L'histoire par les cartes : data visualisation de 120 000 lettres ou missives échangées à l'époque des Tudors

 

La visualisation de gros jeux de données permet de jeter un regard nouveau sur le gouvernement des Tudors. Le projet Tudor Networks présente une visualisation interactive concernant 120 000 lettres issues des State Papers conservés aux archives nationales du Royaume-Uni. La collection comprend des missives politiques, des rapports de renseignements de diplomates ou d'espions étrangers, ainsi que la correspondance interceptée à travers des pratiques d'espionnage.


Pour le professeur Ruth Ahnert, professeur d'histoire littéraire à l'Université Queen Mary de Londres, qui a dirigé le projet,  "la visualisation permet aux gens de voir comment le gouvernement des Tudors se positionnait sur la scène internationale, comment il recueillait des informations et où il avait les yeux... On peut s'apercevoir du grand nombre de voyages entrepris par des diplomates, des chefs militaires, des marchands, des agents et autres espions. On peut voir qui se trouvait au même endroit au même moment et déceler des intersections dans des lieux inattendus  - ce qui permet de définir des événements-clés".
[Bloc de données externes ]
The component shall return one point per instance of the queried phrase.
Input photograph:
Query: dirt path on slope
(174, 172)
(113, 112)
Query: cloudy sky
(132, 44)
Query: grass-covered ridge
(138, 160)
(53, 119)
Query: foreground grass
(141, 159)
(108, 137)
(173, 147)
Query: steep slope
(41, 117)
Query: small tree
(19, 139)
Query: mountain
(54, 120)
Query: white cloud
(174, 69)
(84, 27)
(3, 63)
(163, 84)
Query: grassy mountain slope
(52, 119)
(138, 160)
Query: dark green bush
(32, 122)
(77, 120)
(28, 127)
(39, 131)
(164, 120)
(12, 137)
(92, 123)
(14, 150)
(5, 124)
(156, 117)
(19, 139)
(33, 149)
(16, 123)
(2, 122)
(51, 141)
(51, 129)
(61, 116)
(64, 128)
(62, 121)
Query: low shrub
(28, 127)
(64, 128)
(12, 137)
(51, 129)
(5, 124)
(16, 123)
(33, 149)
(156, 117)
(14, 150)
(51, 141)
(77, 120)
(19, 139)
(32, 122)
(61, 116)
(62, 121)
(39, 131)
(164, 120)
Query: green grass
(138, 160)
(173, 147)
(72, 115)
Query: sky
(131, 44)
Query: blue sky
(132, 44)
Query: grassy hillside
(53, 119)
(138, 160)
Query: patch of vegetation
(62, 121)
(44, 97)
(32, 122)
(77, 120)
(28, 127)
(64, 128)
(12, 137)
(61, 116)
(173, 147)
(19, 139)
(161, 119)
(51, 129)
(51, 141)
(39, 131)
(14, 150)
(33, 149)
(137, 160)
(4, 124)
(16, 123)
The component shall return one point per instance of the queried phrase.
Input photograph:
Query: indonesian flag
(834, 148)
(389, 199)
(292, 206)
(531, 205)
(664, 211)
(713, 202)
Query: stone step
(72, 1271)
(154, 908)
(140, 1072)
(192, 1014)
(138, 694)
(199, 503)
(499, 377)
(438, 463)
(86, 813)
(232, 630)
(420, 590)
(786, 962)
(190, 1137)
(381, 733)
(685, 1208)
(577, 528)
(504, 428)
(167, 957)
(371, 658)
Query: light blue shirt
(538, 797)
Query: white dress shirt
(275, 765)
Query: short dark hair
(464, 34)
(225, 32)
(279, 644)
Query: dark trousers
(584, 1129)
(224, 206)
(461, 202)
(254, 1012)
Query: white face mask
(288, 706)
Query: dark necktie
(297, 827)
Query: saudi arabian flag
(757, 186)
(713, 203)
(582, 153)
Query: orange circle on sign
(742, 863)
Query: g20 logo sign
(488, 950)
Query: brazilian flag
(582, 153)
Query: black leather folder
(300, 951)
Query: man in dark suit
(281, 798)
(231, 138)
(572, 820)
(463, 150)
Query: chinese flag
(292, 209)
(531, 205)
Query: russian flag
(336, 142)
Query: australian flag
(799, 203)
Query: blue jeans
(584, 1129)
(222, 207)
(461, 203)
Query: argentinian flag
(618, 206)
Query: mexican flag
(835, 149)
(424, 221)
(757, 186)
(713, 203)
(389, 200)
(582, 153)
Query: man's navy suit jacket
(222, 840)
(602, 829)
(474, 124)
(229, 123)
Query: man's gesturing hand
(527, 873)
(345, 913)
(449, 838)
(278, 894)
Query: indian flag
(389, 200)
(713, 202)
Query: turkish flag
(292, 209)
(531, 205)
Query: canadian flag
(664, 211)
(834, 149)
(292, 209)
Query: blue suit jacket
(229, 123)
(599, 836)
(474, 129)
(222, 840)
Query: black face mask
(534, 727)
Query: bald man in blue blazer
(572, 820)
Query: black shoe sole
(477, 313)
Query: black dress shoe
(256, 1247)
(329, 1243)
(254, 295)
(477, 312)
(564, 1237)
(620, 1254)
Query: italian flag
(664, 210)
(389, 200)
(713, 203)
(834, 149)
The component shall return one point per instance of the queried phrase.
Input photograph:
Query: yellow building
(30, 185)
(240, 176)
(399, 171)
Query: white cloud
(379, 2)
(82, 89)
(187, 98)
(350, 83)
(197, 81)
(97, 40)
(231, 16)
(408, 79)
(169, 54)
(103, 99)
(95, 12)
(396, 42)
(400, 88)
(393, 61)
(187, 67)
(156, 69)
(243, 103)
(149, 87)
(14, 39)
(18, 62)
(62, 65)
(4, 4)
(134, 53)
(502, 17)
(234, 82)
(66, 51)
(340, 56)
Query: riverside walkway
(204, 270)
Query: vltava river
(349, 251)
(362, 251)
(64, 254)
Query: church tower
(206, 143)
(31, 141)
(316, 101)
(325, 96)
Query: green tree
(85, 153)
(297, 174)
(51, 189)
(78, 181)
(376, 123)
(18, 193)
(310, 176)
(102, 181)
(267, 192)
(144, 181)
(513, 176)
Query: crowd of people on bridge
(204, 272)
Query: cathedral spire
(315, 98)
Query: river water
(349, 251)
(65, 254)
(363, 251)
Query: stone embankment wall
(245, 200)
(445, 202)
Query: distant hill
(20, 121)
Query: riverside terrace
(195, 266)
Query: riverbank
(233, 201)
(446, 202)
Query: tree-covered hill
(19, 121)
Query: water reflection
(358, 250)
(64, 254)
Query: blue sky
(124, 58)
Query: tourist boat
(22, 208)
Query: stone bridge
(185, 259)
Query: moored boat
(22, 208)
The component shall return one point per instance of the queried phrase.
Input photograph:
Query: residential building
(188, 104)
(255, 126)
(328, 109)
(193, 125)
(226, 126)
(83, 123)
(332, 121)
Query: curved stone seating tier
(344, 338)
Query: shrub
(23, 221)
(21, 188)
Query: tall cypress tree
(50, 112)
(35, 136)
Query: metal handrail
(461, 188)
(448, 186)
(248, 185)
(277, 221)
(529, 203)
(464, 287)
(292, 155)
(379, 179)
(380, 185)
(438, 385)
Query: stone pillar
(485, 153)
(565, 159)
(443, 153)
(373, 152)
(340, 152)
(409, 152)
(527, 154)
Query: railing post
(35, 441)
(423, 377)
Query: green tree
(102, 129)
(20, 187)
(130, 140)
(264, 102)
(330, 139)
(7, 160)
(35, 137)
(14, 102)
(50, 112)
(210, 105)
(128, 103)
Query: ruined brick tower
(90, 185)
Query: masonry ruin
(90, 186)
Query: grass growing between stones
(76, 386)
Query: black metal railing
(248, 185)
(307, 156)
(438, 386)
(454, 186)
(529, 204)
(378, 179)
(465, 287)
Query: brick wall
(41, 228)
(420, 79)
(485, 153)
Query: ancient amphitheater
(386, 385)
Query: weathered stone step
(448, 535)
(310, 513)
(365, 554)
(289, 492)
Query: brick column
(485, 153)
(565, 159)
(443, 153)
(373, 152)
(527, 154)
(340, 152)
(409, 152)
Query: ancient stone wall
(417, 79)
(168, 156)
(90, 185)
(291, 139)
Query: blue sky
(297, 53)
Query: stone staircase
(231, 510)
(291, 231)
Grâce à l'interface exploratoire proposée par le site, on accède d'une nouvelle manière aux archives en explorant les réseaux d'échanges de l'époque. A partir d'une vue globale de ce réseau épistolaire, on peut naviguer dans le temps ou dans l'espace et accéder à chaque lettre individuellement.


Le projet Tudor Networks of Power utilise de puissants algorithmes en matière d'exploration et d'analyse de données qui permettent de découvrir des modèles de communication. Ces principes sont en partie inspirés des méthodes de data surveillance. En 2013, le lanceur d'alerte Edward Snowden a révélé au monde que la National Security Agency (NSA) s'était engagée dans une « surveillance des données » à grande échelle. La data surveillance consiste à surveiller les données issues d'activités tels que les transactions par carte de crédit, les appels téléphoniques, les courriels et l'utilisation des plateformes de réseaux sociaux. Contrairement aux pratiques classiques de surveillance qui commencent par une cible connue, la "dataveillance" s'appuie sur un large réseau collectant toutes les sources disponibles, puis utilise ces données pour reconstruire et analyser les réseaux sociaux, les modes de communication et les mouvements. Ces principes peuvent également être tournés vers l'étude de l'histoire, comme le montre Ruth Ahnert dans un article récemment publié dans le History Workshop Journal.

Références

Tudor Networks of Power
Le gouvernement des Tudors entretenait un réseau de communication qui sillonnait le monde. Cette visualisation rassemble 123 850 lettres reliant 20 424 personnes. Ces lettres sont issues des archives des State Papers et vont de l’accession d’Henri VIII à la mort d’Elizabeth I (1509-1603).
http://tudornetworks.net/

States Papers Online
Le terme State papers est utilisé en Grande-Bretagne, en Écosse et en Irlande pour désigner les archives et les documents gouvernementaux. Ces archives (1509-1714) sont consultables en ligne.
https://www.nationalarchives.gov.uk/help-with-your-research/research-guides/state-papers-foreign-1509-1782/

Ruth Ahnert, Sebastian E Ahnert (2019). Metadata, Surveillance and the Tudor State
History Workshop Journal, Volume 87, Spring 2019, Pages 27–51.